Thirty-five years later after my profanity-laced change of career, Walter Isaacson chronicles the recent successes of genetic research, including the discovery of CRISPR (Clustered Regularly Interspaced Short Palindromic Repeats) and CAS9 (CRISPR ASsociated protein #9).
Book review rating? 5/5 stars.
In a nutshell: Jennifer Doudna and Emmanuelle Charpentier, and many others raced to understand these strange “repeating sequences” in DNA and mRNA, realizing that they were bacterial defenses against “phage” viruses.
In this work, they discovered that CRISPR-Cas9, an mRNA plus protein complex could identify attacking virus mRNA and SLICE IT UP, deactivating it. They realized that this ancient protein complex could be taught to identify ANY RNA or DNA. Gene editing, invented by bacteria as a survival mechanism a millenia ago, co-opted by humans. Precise genetic scissors.
I enjoy Isaacson’s writing style. Not only does he clearly explain the adrenaline rush of scientific discovery (and the delicate dance between scientific sharing versus the race against other labs to publish and claim credit), but also the technical details of how CRISPR works.
Isaacson writes about Doudna and the response to Covid-19. What is even more astonishing about Dr. Doudna, the bench researcher and lab leader at Berkeley, is that she had the socio-political skills to bring together 40 leading geneticists across the Bay Area to successfully set up a brain trust to develop Covid-19 testing and vaccine development. This team lays much of the groundwork of the accomplishments of this past year.
Drs. Doudna and Charpentier were, deservedly, awarded the 2020 Nobel Prize in Biology “for the development of a method for genome editing.”
A personal note: my brief journey in molecular biology never quite crosses Dr. Doudna’s path, but I recognize the genetic tools mentioned, and studied the work of the luminaries in the field. I feel like a distant cousin to these scientists.
Highly recommended read, to understand the genetic foundation of our modern age.
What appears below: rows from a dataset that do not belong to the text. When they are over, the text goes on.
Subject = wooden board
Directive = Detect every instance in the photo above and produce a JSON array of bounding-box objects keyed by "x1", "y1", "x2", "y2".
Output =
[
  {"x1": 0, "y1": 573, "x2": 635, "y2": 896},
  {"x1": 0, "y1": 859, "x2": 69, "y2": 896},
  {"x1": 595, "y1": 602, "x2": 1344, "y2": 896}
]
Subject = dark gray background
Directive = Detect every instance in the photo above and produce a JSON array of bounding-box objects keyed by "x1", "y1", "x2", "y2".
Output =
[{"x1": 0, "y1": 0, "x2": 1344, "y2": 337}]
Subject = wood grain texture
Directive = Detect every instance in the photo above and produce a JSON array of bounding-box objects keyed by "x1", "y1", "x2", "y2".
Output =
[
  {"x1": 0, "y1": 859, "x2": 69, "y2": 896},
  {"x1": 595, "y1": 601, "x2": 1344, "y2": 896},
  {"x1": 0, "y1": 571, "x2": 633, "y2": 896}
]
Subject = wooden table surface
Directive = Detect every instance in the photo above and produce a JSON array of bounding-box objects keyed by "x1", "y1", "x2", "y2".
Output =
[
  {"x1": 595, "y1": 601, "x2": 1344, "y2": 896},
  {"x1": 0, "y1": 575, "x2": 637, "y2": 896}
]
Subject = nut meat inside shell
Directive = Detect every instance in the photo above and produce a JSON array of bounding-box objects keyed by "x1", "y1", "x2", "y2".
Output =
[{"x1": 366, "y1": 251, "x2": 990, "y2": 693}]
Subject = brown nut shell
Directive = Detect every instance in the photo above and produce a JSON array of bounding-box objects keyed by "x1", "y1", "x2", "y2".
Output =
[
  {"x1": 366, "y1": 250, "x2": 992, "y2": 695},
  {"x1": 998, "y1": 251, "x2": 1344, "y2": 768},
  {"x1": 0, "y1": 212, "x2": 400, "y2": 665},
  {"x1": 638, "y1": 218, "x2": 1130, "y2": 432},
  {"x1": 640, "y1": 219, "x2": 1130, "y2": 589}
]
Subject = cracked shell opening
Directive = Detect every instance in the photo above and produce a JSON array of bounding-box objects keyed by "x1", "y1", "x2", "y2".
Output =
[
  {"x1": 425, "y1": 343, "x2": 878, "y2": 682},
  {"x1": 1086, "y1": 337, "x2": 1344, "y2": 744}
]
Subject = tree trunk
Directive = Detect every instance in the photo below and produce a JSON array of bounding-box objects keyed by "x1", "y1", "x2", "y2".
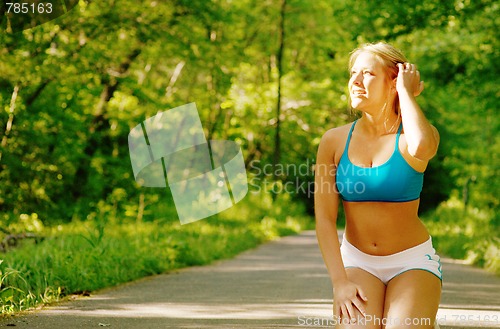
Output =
[{"x1": 273, "y1": 0, "x2": 286, "y2": 180}]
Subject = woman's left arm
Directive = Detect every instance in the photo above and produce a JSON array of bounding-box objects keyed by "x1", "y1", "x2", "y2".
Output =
[{"x1": 396, "y1": 63, "x2": 439, "y2": 161}]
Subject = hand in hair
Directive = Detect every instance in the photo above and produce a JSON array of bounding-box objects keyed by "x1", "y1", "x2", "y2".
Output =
[{"x1": 396, "y1": 63, "x2": 424, "y2": 97}]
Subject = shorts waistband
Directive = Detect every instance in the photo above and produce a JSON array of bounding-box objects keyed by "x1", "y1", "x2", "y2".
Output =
[{"x1": 341, "y1": 233, "x2": 436, "y2": 264}]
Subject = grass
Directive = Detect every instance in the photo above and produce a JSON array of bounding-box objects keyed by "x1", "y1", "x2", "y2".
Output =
[{"x1": 0, "y1": 191, "x2": 312, "y2": 315}]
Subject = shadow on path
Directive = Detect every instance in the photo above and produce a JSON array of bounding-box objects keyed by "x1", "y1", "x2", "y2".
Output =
[{"x1": 0, "y1": 231, "x2": 500, "y2": 329}]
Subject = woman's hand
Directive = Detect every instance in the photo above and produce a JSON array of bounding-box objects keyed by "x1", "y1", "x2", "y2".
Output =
[
  {"x1": 396, "y1": 63, "x2": 424, "y2": 97},
  {"x1": 333, "y1": 280, "x2": 368, "y2": 323}
]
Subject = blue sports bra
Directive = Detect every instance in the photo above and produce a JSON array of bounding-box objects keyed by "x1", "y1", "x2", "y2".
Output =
[{"x1": 335, "y1": 121, "x2": 424, "y2": 202}]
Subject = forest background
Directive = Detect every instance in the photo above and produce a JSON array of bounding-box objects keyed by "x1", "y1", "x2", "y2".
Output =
[{"x1": 0, "y1": 0, "x2": 500, "y2": 311}]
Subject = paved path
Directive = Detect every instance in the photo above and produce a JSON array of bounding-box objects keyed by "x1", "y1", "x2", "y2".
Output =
[{"x1": 0, "y1": 231, "x2": 500, "y2": 329}]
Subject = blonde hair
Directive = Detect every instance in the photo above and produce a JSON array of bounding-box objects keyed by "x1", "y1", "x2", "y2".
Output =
[{"x1": 349, "y1": 42, "x2": 408, "y2": 124}]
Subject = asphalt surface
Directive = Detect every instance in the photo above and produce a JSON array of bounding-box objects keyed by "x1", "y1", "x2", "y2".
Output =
[{"x1": 0, "y1": 231, "x2": 500, "y2": 329}]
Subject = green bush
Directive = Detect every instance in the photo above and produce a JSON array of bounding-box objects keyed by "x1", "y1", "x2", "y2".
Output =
[
  {"x1": 423, "y1": 197, "x2": 500, "y2": 275},
  {"x1": 0, "y1": 193, "x2": 312, "y2": 315}
]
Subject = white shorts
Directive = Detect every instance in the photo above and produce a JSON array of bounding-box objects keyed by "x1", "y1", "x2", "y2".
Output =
[{"x1": 340, "y1": 234, "x2": 443, "y2": 284}]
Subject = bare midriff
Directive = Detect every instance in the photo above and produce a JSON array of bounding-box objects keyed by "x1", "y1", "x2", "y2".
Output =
[{"x1": 343, "y1": 200, "x2": 429, "y2": 256}]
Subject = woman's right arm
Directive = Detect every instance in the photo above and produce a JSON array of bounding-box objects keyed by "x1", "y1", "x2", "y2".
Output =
[{"x1": 314, "y1": 130, "x2": 366, "y2": 319}]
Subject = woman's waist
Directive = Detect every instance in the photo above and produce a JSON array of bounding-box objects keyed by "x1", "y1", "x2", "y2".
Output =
[{"x1": 345, "y1": 211, "x2": 429, "y2": 256}]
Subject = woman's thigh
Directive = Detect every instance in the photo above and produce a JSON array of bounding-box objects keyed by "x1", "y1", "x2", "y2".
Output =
[
  {"x1": 384, "y1": 270, "x2": 441, "y2": 328},
  {"x1": 336, "y1": 268, "x2": 386, "y2": 329}
]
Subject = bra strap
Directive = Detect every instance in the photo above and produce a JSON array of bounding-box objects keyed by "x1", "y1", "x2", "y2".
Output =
[
  {"x1": 344, "y1": 120, "x2": 358, "y2": 154},
  {"x1": 395, "y1": 122, "x2": 403, "y2": 150}
]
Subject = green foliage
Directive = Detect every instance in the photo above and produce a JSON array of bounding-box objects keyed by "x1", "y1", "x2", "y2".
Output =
[
  {"x1": 0, "y1": 0, "x2": 500, "y2": 307},
  {"x1": 424, "y1": 198, "x2": 500, "y2": 274}
]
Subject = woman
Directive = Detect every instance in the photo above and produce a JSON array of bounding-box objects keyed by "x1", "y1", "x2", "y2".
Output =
[{"x1": 315, "y1": 43, "x2": 441, "y2": 328}]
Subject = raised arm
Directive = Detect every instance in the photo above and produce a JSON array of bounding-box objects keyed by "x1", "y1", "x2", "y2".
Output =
[
  {"x1": 314, "y1": 130, "x2": 366, "y2": 319},
  {"x1": 396, "y1": 63, "x2": 439, "y2": 161}
]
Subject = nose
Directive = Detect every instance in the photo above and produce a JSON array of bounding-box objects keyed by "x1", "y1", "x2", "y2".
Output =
[{"x1": 351, "y1": 72, "x2": 363, "y2": 86}]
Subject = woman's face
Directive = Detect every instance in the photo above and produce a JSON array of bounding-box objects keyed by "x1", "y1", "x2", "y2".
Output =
[{"x1": 349, "y1": 52, "x2": 390, "y2": 113}]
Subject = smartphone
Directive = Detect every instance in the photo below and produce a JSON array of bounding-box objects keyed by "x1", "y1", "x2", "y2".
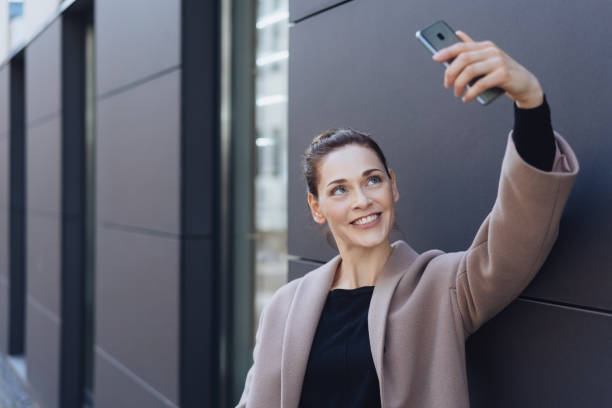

Here are 2 stories about Covid Vaccines, from the New York Times and WIRED.com, fascinating glimpses into the genomic-industrial complex. As of May 14th 2021, 36% of US adults are vaccinated against Covid-19. It is highly likely that these speedier and more effective mRNA-based detection tests and vaccines will forever be part of our lives. This could shorten development and improve accuracy of future vaccines.
https://www.wired.com/story/moderna-covid-19-vaccine-trials/
CMIO’s take? Our modern world is built from advances in scientific method, computing and now genome editing. Despite my early failure in the lab, I feel fortunate, in the field of medical informatics, to be close to all 3.